MARCH 6 – JUNE 21, 2020
Emily Galusha Gallery
Curated by Mac Star McCusker with Kelly Connole
It’s Still Political, curated by Mac Star McCusker with Kelly Connole as Curatorial Advisor, revisits the themes addressed by Sexual Politics: Gender, Sexuality, and Queerness in Contemporary Ceramics, an exhibition originally on view at Northern Clay Center in the spring of 2015. In that exhibition, Kelly Connole wrote, “Artists have the potential to freeze a moment in our collective cultural history, record it, interpret it, and help us breathe in the truth of our own time.”
The theme is just as relevant today. It’s Still Political focuses on gender fluidity, specifically, gender expression. McCusker offers, “We are all forced to participate in narrowly defined gender roles. Feminine men and masculine women have assumptions immediately made about their sexuality even though gender expression and gender identity have nothing to do with sexuality.” Five years after the original exhibition, it is still a misconception frequently held in our culture.
This exhibition features works by artists who actively engage in and promote insightful dialogue about gender expression and identity and provides much-needed current perspectives on the subject within the context of both human experience and ceramics.
Participating artists include: Shane Elliot Bowers, Dekalb, Illinois; Shannon Gross, Gettysburg, Pennsylvania; Arthur Halvorsen, Somerville, Massachusetts; G.V. Kelley, Lincoln, Nebraska; Mac Star McCusker, Durham, North Carolina; Marval Rex, Los Angeles, California; and Maya Vivas, Portland, Oregon.
About the curator
A maker themself of wheel-thrown, slab-built, and sculpted ceramics, McCusker’s work “spotlights the policing of gender, anti-discrimination laws, Bathroom Bills, and issues addressing the LGBTQ community.” The artist has produced work in such series as The Transition Series, Project Canary: The Gender Magnet Drop, Trans-Action Figures, among others. McCusker lives and maintains a studio in North Carolina and currently teaches at Odyssey Clayworks. They hold an MFA from Georgia State University in Atlanta and a BA from Armstrong Atlantic State University in Savannah, Georgia.

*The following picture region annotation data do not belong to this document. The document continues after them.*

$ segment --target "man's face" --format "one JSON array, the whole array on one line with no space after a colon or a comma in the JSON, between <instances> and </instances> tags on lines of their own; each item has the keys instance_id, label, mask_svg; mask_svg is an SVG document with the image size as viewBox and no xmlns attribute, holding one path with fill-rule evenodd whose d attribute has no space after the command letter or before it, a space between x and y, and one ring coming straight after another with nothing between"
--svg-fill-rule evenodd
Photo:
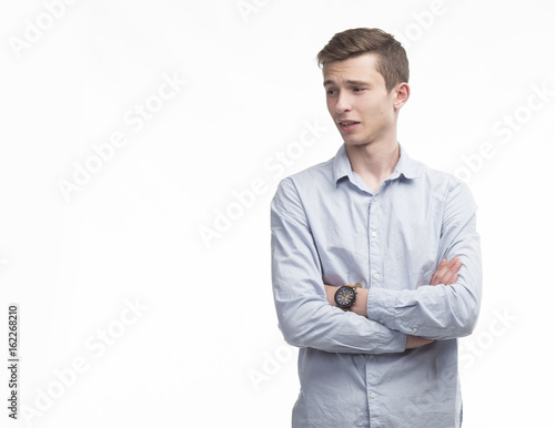
<instances>
[{"instance_id":1,"label":"man's face","mask_svg":"<svg viewBox=\"0 0 555 428\"><path fill-rule=\"evenodd\" d=\"M323 67L327 111L347 145L396 137L398 85L387 93L376 61L365 53Z\"/></svg>"}]
</instances>

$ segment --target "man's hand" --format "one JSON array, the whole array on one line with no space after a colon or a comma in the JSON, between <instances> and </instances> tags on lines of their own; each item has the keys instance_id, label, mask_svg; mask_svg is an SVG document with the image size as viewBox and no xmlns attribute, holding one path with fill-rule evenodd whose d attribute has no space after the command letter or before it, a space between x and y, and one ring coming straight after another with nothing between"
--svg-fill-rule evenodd
<instances>
[{"instance_id":1,"label":"man's hand","mask_svg":"<svg viewBox=\"0 0 555 428\"><path fill-rule=\"evenodd\" d=\"M430 284L455 284L458 279L457 273L462 265L457 257L453 257L448 263L446 259L443 259L440 266L437 266L434 276L432 276Z\"/></svg>"},{"instance_id":2,"label":"man's hand","mask_svg":"<svg viewBox=\"0 0 555 428\"><path fill-rule=\"evenodd\" d=\"M443 259L437 266L437 269L432 276L432 281L430 285L445 284L451 285L455 284L458 279L458 271L463 264L457 257L453 257L451 261ZM433 339L425 339L420 336L406 336L406 347L405 349L414 349L420 348L421 346L431 344L434 342Z\"/></svg>"}]
</instances>

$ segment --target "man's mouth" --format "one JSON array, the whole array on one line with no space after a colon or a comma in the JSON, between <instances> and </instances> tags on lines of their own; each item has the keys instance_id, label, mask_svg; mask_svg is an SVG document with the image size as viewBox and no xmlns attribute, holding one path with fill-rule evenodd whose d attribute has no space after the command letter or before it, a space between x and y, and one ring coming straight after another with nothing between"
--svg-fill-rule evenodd
<instances>
[{"instance_id":1,"label":"man's mouth","mask_svg":"<svg viewBox=\"0 0 555 428\"><path fill-rule=\"evenodd\" d=\"M340 126L343 130L349 130L349 129L352 129L354 125L357 125L361 122L356 122L356 121L340 121L337 123L340 124Z\"/></svg>"}]
</instances>

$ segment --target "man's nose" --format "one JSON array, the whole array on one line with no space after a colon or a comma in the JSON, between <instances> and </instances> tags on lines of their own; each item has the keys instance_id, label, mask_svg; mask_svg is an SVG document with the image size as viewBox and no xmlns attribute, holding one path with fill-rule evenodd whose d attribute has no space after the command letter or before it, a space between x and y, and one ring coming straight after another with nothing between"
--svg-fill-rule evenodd
<instances>
[{"instance_id":1,"label":"man's nose","mask_svg":"<svg viewBox=\"0 0 555 428\"><path fill-rule=\"evenodd\" d=\"M337 94L337 102L335 103L335 112L337 113L344 113L351 111L352 105L351 105L351 98L349 96L349 93L341 91Z\"/></svg>"}]
</instances>

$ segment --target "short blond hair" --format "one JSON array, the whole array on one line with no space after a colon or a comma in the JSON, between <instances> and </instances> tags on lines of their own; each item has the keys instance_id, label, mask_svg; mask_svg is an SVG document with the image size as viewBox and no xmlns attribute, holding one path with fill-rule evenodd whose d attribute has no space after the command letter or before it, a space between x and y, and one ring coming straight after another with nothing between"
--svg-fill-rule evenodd
<instances>
[{"instance_id":1,"label":"short blond hair","mask_svg":"<svg viewBox=\"0 0 555 428\"><path fill-rule=\"evenodd\" d=\"M344 61L364 53L377 55L377 71L391 92L397 83L408 82L406 51L395 38L377 28L356 28L336 33L319 52L317 62Z\"/></svg>"}]
</instances>

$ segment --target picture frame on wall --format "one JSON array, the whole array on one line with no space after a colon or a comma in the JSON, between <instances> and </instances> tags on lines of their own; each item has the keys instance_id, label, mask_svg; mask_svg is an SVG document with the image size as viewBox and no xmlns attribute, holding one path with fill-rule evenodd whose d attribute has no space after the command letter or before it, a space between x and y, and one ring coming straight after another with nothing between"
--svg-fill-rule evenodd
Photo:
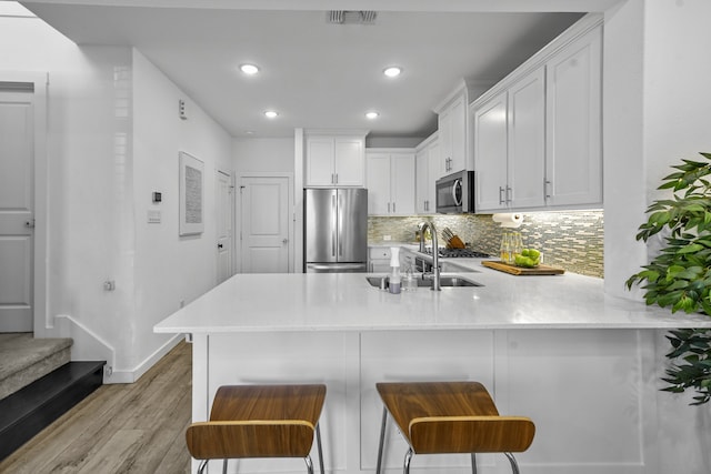
<instances>
[{"instance_id":1,"label":"picture frame on wall","mask_svg":"<svg viewBox=\"0 0 711 474\"><path fill-rule=\"evenodd\" d=\"M180 235L204 232L204 163L184 151L180 161Z\"/></svg>"}]
</instances>

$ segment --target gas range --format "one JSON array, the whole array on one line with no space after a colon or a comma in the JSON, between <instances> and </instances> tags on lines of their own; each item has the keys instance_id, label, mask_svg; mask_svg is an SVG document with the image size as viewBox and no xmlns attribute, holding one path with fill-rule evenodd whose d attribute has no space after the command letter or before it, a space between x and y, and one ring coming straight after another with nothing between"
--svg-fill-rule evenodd
<instances>
[{"instance_id":1,"label":"gas range","mask_svg":"<svg viewBox=\"0 0 711 474\"><path fill-rule=\"evenodd\" d=\"M424 253L431 255L432 249L427 249ZM442 259L485 259L491 256L488 253L478 252L471 249L439 249L438 254Z\"/></svg>"}]
</instances>

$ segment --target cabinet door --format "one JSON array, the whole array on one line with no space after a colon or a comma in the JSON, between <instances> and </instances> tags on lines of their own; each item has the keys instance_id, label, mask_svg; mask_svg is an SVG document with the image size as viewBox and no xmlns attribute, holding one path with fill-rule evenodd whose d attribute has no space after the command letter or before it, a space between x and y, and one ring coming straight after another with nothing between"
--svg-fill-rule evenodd
<instances>
[{"instance_id":1,"label":"cabinet door","mask_svg":"<svg viewBox=\"0 0 711 474\"><path fill-rule=\"evenodd\" d=\"M543 68L509 89L510 206L545 204L545 84Z\"/></svg>"},{"instance_id":2,"label":"cabinet door","mask_svg":"<svg viewBox=\"0 0 711 474\"><path fill-rule=\"evenodd\" d=\"M390 155L392 214L414 214L414 153Z\"/></svg>"},{"instance_id":3,"label":"cabinet door","mask_svg":"<svg viewBox=\"0 0 711 474\"><path fill-rule=\"evenodd\" d=\"M458 98L450 107L451 158L450 173L467 169L467 103Z\"/></svg>"},{"instance_id":4,"label":"cabinet door","mask_svg":"<svg viewBox=\"0 0 711 474\"><path fill-rule=\"evenodd\" d=\"M308 186L331 186L334 184L333 139L310 138L307 140Z\"/></svg>"},{"instance_id":5,"label":"cabinet door","mask_svg":"<svg viewBox=\"0 0 711 474\"><path fill-rule=\"evenodd\" d=\"M414 211L418 214L424 214L427 212L427 200L430 192L430 149L429 147L420 150L414 155L415 162L415 205Z\"/></svg>"},{"instance_id":6,"label":"cabinet door","mask_svg":"<svg viewBox=\"0 0 711 474\"><path fill-rule=\"evenodd\" d=\"M547 62L547 203L602 203L601 30Z\"/></svg>"},{"instance_id":7,"label":"cabinet door","mask_svg":"<svg viewBox=\"0 0 711 474\"><path fill-rule=\"evenodd\" d=\"M442 175L440 174L441 159L440 159L439 139L432 142L432 144L430 144L429 152L430 152L430 157L429 157L430 179L428 182L429 190L428 190L428 198L427 198L427 213L433 214L437 211L437 188L434 186L434 184L437 183L437 180L442 178Z\"/></svg>"},{"instance_id":8,"label":"cabinet door","mask_svg":"<svg viewBox=\"0 0 711 474\"><path fill-rule=\"evenodd\" d=\"M477 212L507 208L507 92L474 111Z\"/></svg>"},{"instance_id":9,"label":"cabinet door","mask_svg":"<svg viewBox=\"0 0 711 474\"><path fill-rule=\"evenodd\" d=\"M368 214L390 213L390 155L368 153L365 158L365 186L368 188Z\"/></svg>"},{"instance_id":10,"label":"cabinet door","mask_svg":"<svg viewBox=\"0 0 711 474\"><path fill-rule=\"evenodd\" d=\"M438 135L440 140L439 175L451 173L452 163L452 114L449 109L440 113L438 119Z\"/></svg>"},{"instance_id":11,"label":"cabinet door","mask_svg":"<svg viewBox=\"0 0 711 474\"><path fill-rule=\"evenodd\" d=\"M334 174L339 186L363 185L363 141L361 139L336 138Z\"/></svg>"}]
</instances>

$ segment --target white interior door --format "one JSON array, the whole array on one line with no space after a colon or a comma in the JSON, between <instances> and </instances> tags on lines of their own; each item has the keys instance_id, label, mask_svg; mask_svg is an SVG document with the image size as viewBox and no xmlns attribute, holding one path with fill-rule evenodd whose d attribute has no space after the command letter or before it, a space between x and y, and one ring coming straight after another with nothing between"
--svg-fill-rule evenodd
<instances>
[{"instance_id":1,"label":"white interior door","mask_svg":"<svg viewBox=\"0 0 711 474\"><path fill-rule=\"evenodd\" d=\"M242 178L242 273L289 272L289 179Z\"/></svg>"},{"instance_id":2,"label":"white interior door","mask_svg":"<svg viewBox=\"0 0 711 474\"><path fill-rule=\"evenodd\" d=\"M33 330L32 98L0 89L0 332Z\"/></svg>"},{"instance_id":3,"label":"white interior door","mask_svg":"<svg viewBox=\"0 0 711 474\"><path fill-rule=\"evenodd\" d=\"M232 236L234 234L232 180L223 171L218 171L218 284L232 276Z\"/></svg>"}]
</instances>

Of their practice, McCusker says, “Living and working in the state of North Carolina has forced me to address things affecting my community, making me the subject of my own work. I have become, for better or worse, visible and vulnerable through making and creating ceramic sculptures. I am generating a dialogue about my life, my own narrative, political, and social concerns, and through that process I am educating others.”